Mpho Tutu-Van Furth and her wife, Marceline van Furth
Archbishop Thabo Makgoba has announced that the Anglican Church of Southern Africa will soon discuss a proposal to be more accepting of gay and lesbian relationships.
Most controversially, the measure proposes that clergy who identify as LGBTI and are in legal same-sex civil unions should be licensed to minister in parishes.
The motion also “suggests that ‘prayers of blessing’ should be able to be offered for those in same-sex civil unions,” said Makgoba.
He added, however, that these unions would not be recognised as marriages, which, the church insists, are only possible between a man and a woman.
The proposal will not force any cleric to “to take part in providing pastoral care to people who identify as LGBTI” if they are opposed to doing so.
The Archbishop added: “Without anticipating what Synod will decide, this debate is overdue in the top councils of our Church, and I welcome it.”
In May, Archbishop Desmond Tutu’s daughter, the Rev.
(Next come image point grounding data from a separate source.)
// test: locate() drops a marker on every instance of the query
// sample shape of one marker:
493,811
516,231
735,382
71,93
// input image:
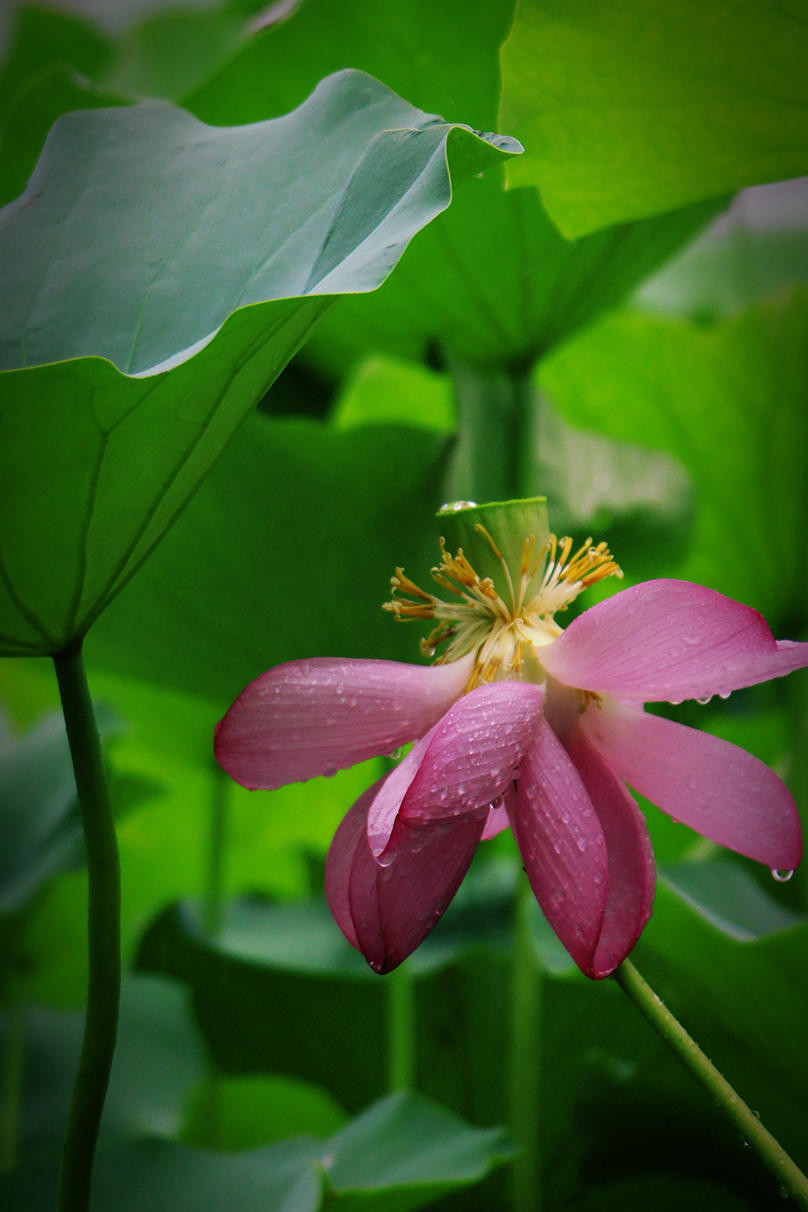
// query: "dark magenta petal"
316,716
669,640
714,787
631,868
388,910
350,834
562,845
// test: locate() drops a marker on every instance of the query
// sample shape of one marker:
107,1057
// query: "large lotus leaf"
44,40
494,285
760,246
745,1001
144,238
640,498
632,112
29,120
412,46
264,567
39,811
399,1154
158,1062
728,402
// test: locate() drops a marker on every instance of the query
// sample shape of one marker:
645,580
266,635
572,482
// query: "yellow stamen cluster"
509,634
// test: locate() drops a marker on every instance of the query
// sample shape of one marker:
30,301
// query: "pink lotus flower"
531,726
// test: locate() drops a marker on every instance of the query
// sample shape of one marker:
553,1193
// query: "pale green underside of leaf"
195,261
632,110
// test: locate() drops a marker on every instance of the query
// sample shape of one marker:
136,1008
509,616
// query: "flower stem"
104,945
525,1058
691,1055
401,1035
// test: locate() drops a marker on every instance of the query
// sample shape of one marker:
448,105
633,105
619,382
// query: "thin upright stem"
525,1058
104,947
769,1150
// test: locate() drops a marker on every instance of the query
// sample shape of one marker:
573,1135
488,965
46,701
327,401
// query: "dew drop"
453,507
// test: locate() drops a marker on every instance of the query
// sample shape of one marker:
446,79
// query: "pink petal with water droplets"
310,718
388,910
384,807
714,787
631,867
350,834
562,845
669,640
497,819
463,764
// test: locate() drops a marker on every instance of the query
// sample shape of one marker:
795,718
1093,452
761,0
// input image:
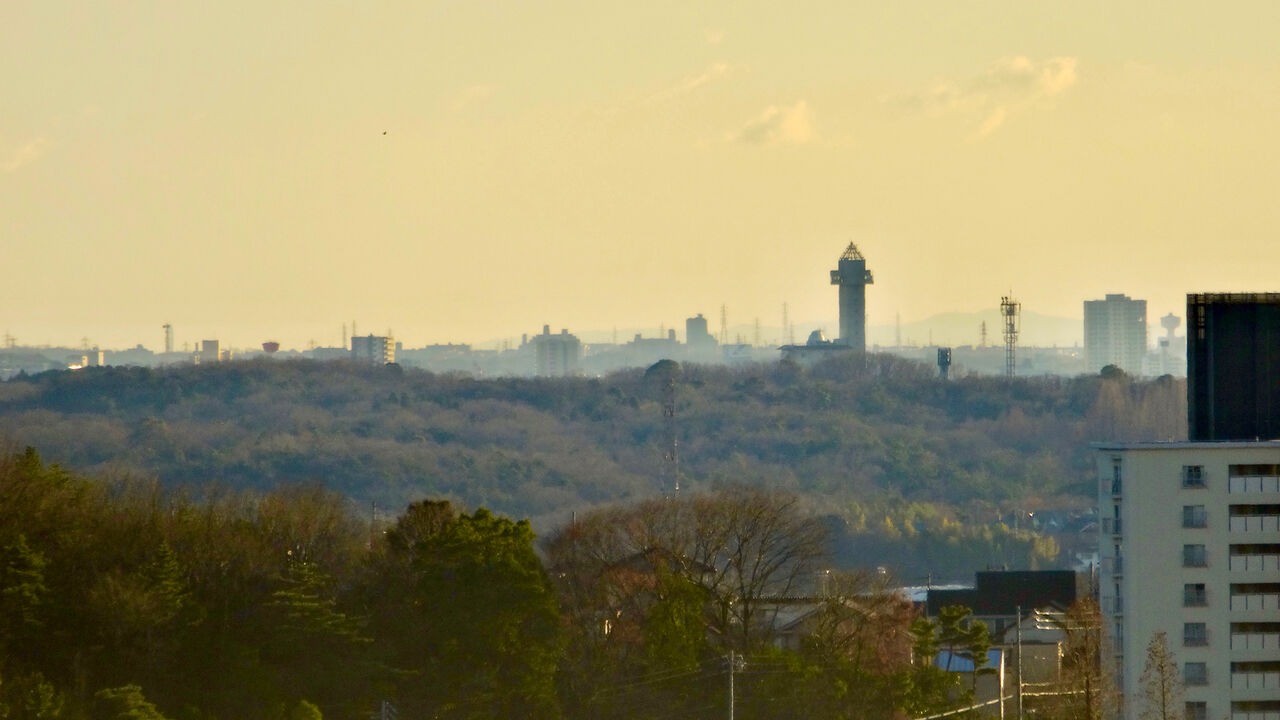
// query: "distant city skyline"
461,172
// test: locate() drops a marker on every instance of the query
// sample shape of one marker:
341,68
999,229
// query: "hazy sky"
472,169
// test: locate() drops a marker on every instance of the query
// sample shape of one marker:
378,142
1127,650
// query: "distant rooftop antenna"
1011,317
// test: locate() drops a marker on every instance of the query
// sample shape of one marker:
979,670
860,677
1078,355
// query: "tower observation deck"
853,277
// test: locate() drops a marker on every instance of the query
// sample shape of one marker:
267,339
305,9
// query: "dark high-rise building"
1233,365
696,336
853,277
556,355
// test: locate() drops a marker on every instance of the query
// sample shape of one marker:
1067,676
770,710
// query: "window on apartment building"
1193,556
1194,595
1194,516
1194,634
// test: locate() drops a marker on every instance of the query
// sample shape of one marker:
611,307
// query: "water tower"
853,277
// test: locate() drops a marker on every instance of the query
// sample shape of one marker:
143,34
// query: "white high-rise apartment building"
1191,546
1115,333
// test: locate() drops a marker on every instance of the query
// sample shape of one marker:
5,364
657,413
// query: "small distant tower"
853,277
1011,317
1170,323
664,374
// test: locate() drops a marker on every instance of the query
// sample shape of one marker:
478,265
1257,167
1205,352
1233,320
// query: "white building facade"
1189,542
1115,333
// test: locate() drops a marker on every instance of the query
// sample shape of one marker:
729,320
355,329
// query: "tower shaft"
853,277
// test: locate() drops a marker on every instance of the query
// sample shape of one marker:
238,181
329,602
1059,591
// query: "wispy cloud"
690,83
778,126
22,155
1008,87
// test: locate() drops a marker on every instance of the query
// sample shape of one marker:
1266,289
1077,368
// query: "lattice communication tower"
1011,317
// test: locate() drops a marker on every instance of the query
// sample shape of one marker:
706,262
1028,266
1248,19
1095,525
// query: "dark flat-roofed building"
1233,365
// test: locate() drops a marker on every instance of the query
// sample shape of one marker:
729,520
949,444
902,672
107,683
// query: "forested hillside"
899,461
120,600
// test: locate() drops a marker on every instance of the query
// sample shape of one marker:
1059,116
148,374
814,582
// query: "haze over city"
470,171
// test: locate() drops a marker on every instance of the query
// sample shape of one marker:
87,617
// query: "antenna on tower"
1011,315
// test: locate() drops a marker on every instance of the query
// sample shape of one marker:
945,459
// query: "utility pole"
731,662
1019,636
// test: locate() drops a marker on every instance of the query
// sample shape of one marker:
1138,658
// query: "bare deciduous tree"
1161,683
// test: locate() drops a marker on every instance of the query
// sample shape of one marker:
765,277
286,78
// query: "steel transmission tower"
1011,317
Mpho Tutu-Van Furth, resigned as an Anglican minister in response to threats from the church to fire her over her lesbian marriage.
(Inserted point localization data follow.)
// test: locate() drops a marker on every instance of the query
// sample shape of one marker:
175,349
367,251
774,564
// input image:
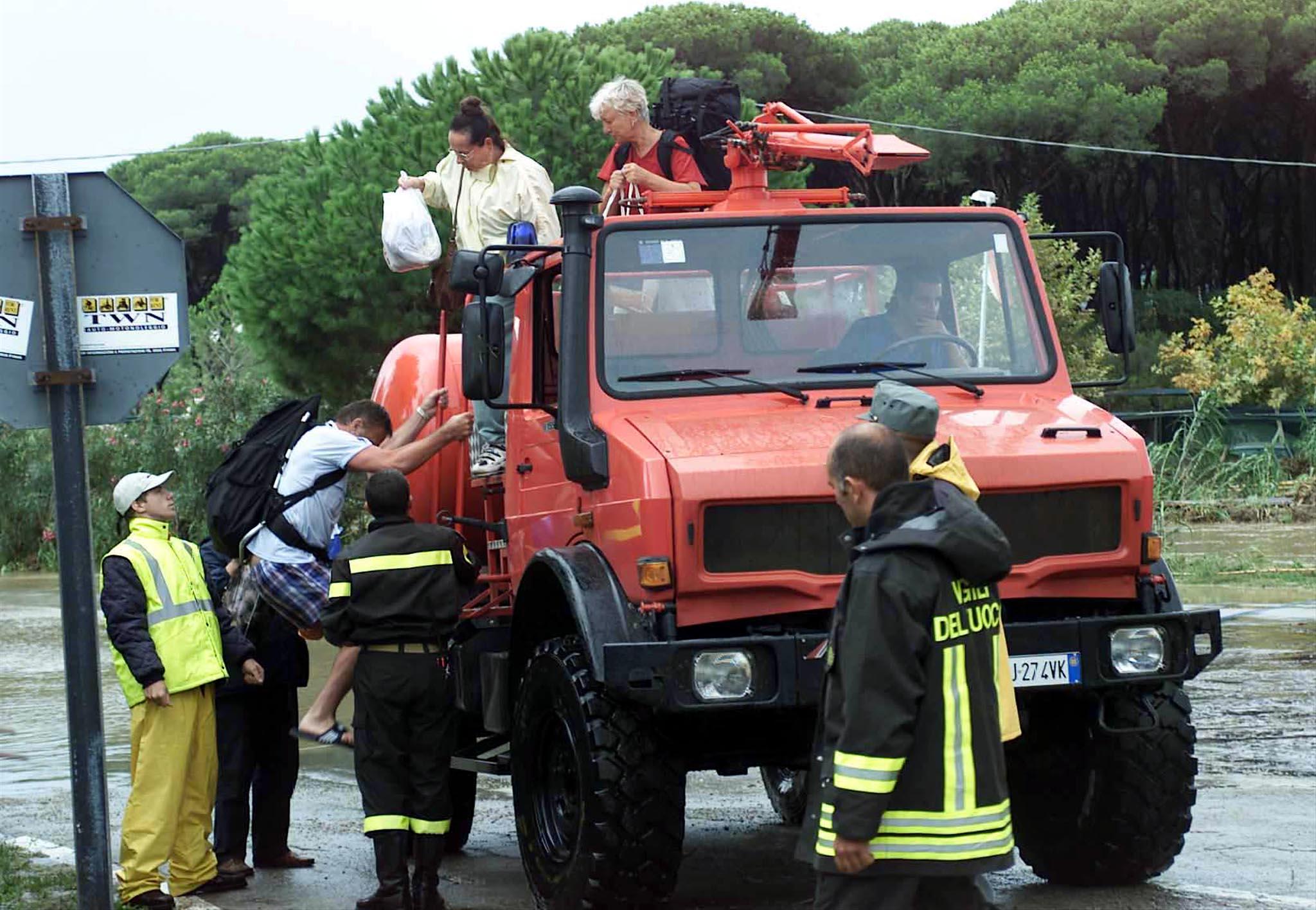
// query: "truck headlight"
723,676
1137,650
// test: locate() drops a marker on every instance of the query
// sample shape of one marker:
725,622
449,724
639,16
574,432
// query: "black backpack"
242,492
693,109
666,145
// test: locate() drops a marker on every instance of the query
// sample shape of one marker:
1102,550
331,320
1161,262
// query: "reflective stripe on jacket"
182,625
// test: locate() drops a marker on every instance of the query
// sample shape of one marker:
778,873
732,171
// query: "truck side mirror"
477,273
1115,301
482,351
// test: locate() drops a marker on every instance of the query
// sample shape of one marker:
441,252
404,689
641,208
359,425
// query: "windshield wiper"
704,374
882,366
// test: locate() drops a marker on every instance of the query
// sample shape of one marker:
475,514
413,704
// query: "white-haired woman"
641,154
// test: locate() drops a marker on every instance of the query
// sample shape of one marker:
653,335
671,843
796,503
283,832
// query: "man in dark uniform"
258,760
911,804
396,593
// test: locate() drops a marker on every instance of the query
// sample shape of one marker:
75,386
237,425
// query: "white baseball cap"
132,486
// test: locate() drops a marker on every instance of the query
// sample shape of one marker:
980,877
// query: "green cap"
903,409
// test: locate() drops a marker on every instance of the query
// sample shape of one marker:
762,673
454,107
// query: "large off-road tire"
461,790
600,808
1094,808
787,790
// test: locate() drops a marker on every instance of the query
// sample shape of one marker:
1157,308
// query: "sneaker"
235,867
492,460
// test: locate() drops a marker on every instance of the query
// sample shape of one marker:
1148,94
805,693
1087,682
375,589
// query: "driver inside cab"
914,312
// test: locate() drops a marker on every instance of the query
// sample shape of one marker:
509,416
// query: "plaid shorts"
298,591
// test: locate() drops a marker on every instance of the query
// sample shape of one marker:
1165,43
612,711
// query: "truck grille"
805,537
1057,522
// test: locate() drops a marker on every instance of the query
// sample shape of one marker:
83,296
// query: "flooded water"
32,679
33,719
1254,710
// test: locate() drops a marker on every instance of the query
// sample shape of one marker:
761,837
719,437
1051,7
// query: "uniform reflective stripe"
175,610
386,823
402,561
422,826
944,848
896,822
866,773
956,704
157,575
866,781
966,727
995,663
866,763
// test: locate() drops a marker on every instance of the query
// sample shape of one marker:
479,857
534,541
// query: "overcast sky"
94,76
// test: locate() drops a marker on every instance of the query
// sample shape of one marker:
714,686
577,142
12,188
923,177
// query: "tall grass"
1195,465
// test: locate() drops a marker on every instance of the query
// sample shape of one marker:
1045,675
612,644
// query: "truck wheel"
787,790
600,809
1094,808
461,790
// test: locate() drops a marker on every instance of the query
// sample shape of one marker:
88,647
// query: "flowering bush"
1265,353
211,397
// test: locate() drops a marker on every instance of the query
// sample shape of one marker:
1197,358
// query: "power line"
1063,145
995,138
154,152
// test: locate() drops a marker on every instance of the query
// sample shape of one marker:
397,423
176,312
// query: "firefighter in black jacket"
396,593
911,802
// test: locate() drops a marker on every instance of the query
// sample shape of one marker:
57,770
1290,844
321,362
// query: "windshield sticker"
662,252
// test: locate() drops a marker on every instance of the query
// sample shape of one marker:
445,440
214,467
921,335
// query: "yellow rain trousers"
954,472
174,773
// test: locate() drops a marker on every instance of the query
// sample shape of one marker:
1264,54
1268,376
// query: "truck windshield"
783,302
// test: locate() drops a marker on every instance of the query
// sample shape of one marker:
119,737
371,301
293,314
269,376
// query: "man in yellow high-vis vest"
169,643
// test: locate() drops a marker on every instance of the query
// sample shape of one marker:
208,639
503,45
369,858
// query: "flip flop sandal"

“Because the South African Anglican Church does not recognise our marriage, I can no longer exercise my priestly ministry in South Africa,” Tutu-Van Furth said at the time.
In an e-mail to News24, Tutu-Van Furth commented on Thursday that the latest proposal is a step forward.
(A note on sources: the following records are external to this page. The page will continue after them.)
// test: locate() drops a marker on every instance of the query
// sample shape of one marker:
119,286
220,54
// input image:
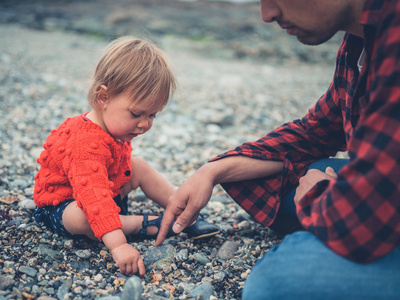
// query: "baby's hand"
128,259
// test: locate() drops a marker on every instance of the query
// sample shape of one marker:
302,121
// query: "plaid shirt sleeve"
318,135
358,215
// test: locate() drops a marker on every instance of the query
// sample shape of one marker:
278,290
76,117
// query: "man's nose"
270,12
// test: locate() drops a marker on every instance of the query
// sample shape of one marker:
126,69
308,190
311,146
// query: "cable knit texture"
81,161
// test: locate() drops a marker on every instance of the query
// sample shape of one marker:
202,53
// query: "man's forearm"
238,168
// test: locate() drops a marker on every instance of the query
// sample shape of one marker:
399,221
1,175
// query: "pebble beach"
221,102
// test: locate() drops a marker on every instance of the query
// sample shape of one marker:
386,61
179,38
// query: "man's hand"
309,180
186,203
128,260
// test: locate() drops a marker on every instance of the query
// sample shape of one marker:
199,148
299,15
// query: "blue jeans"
302,267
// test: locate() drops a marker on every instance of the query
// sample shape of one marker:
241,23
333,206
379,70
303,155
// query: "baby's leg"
153,184
75,222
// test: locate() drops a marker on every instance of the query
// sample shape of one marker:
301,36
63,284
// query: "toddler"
86,169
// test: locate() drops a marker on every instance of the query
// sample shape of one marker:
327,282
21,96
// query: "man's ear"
102,97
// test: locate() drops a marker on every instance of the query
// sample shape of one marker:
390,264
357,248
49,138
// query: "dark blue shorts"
51,216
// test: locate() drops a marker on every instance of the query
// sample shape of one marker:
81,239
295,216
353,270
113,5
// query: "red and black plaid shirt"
358,214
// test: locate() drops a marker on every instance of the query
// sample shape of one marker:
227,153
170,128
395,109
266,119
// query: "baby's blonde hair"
134,66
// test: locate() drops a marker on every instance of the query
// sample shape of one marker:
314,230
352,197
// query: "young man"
349,210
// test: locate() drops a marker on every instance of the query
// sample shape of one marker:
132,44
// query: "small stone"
244,225
28,204
133,289
228,250
182,255
28,296
205,291
6,282
220,276
69,244
28,271
62,291
84,254
98,278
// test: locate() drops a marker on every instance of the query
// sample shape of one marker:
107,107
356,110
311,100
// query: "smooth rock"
205,290
28,271
228,250
132,289
6,282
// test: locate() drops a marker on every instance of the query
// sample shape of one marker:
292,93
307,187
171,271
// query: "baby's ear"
102,97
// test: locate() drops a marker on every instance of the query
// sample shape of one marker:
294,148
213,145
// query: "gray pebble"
205,290
6,282
132,289
228,250
28,271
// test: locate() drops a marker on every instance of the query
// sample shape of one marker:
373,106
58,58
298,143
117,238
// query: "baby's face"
124,120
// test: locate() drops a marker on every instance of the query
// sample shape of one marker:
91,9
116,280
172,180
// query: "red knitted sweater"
81,161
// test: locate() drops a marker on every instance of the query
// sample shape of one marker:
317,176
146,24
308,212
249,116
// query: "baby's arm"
127,258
“When I married my wife, prejudice slammed a door of opportunity in my face. With this proposal we are ‘rattling the hinges’,” she wrote.
The motion, tabled by the Diocese of Saldanha Bay, will be debated at the forthcoming Provincial Synod next month. The Anglican Church of Southern Africa represents Anglicans in South Africa, Mozambique, Angola, Lesotho, Namibia, Swaziland and the island of Saint Helena.
Archbishop Makgoba, who heads up the province, has previously spoken out against discrimination and violence against the LGBT community.